Written by Madhu Prasad | Published on: March 7, 2016

The media calls him “idealistic” because he believes that the promise of the Constitution, not only as it was drafted but even as it was envisoned by Babasaheb Ambedkar, can actually be the basis of concrete transformative action to change India’s deeply divided and unequal society. Like most young activists who share this ideal, Kanhaiya recognises that it is a long and difficult struggle but where he stands out among them is that he has got right to the heart of the problem as to how this change can be brought about democratically in contemporary India.

Kanhaiya identifies education as the key to realising the constitutional goals of equality and social justice. But this is not just some vague do-gooder conception of how everyone should get the opportunity to be in school but a clear direction towards an education system which in its very establishment would challenge all forms of discrimination and inequality. Contrary to current “commonsense” and preference, Kanhaiya argues for a system of free and universal common schooling for all children in institutions where the son or daughter of the President studies in the same classroom together with the children of farmers, workers, the middle-class and the well-to-do. Caste, religious and gender oppression can be overcome only by this constant interaction at study and play among all children and by the state provision of a system of genuinely equal opportunity so that no child is systemically disadvantaged by the “facts of his birth” as Rohith Vemula so poignantly phrased it in his `suicide’ note.

Education cannot be privatised and commercialised, sold to the highest bidder and made available only to those with deep pockets and a sense of entitlement. Thus the importance of demanding adequate scholarships for all researchers at central and state universities, which is the goal of the “Occupy UGC!” struggle that he led as President of the Jawaharlal Nehru University Students Union (JNUSU). Thus the importance of institutions like the Jawaharlal Nehru University (JNU) which Kanhaiya repeatedly emphasises allows students like him from a household run on his mother’s income of three thousand rupees a month as an anganwadi-worker to be able to pursue his doctoral studies.

It is significant that Kanhaiya rejects private high-fee charging universities and professional institutions not only because they restrict access to those who can pay, but also because they put a market value on education reducing it to a system for the production of degrees and “skills” rather than its truly democratic role in promoting critical and independent thought. Thus Rohith is Kanhaiya’s icon and his struggle is a continuation of Rohith’s struggle. At the same time he can understand the frustration and injustice that limited the choices of the constable in Tihar jail who too had wanted to study further but was compelled by circumstances to forget his dreams and take up a job.
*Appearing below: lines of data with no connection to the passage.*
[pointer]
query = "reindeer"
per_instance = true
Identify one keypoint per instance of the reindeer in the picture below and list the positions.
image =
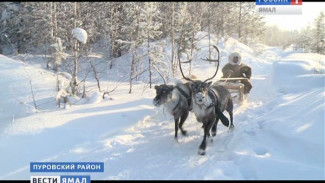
(209, 102)
(177, 100)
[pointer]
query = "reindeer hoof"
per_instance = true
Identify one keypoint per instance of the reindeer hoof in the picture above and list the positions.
(214, 134)
(184, 133)
(231, 128)
(201, 152)
(176, 140)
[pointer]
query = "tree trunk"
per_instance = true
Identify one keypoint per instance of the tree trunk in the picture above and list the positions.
(112, 37)
(134, 57)
(75, 68)
(150, 72)
(209, 14)
(172, 39)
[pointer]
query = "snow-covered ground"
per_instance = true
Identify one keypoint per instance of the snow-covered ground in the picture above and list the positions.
(279, 132)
Kanhaiya sees freedom of speech, the inalienable right to think independently, as a necessary part of the struggle to protect both the autonomy of the universities and to enlarge the democratic space for dissent in wider society. The right to democratic dissent distinguishes modern democratic constitutional governance from all forms of authoritarian and even fascist governments. The political project of replacing this constitutionalism with what Kanhaiya pithily called a “patented” form of RSS/Sanghi “nationalism” places the State/government/ ruling party or “office” above the people who constitute the nation.

Kanhaiya’s view, as he himself recognises, belongs to the tradition of the freedom struggle, of the national movement against British imperialism with its great icons who contributed to the idea of a modern, egalitarian and democratic India like Jyotiba and Savitri Bai Phule, Rabindranath Tagore, Bhagat Singh, Gandhi, Periyar, Babasaheb Ambedkar, Nehru and Subhash Bose among others.

Delivering the Convocation Address at the Allahabad University in 1946, Jawaharlal Nehru had said: “A University stands for humanism, for tolerance, for reason, for progress, for the adventure of ideas and for the search for truth. . . . If the universities discharge their duty adequately, then, it is well with the nation and the people.” It seems fitting today, when democratic India is faced with perhaps its greatest threat, that a young man heading the students union in the university named after Nehru should be the one to articulate that vision with such force and clarity.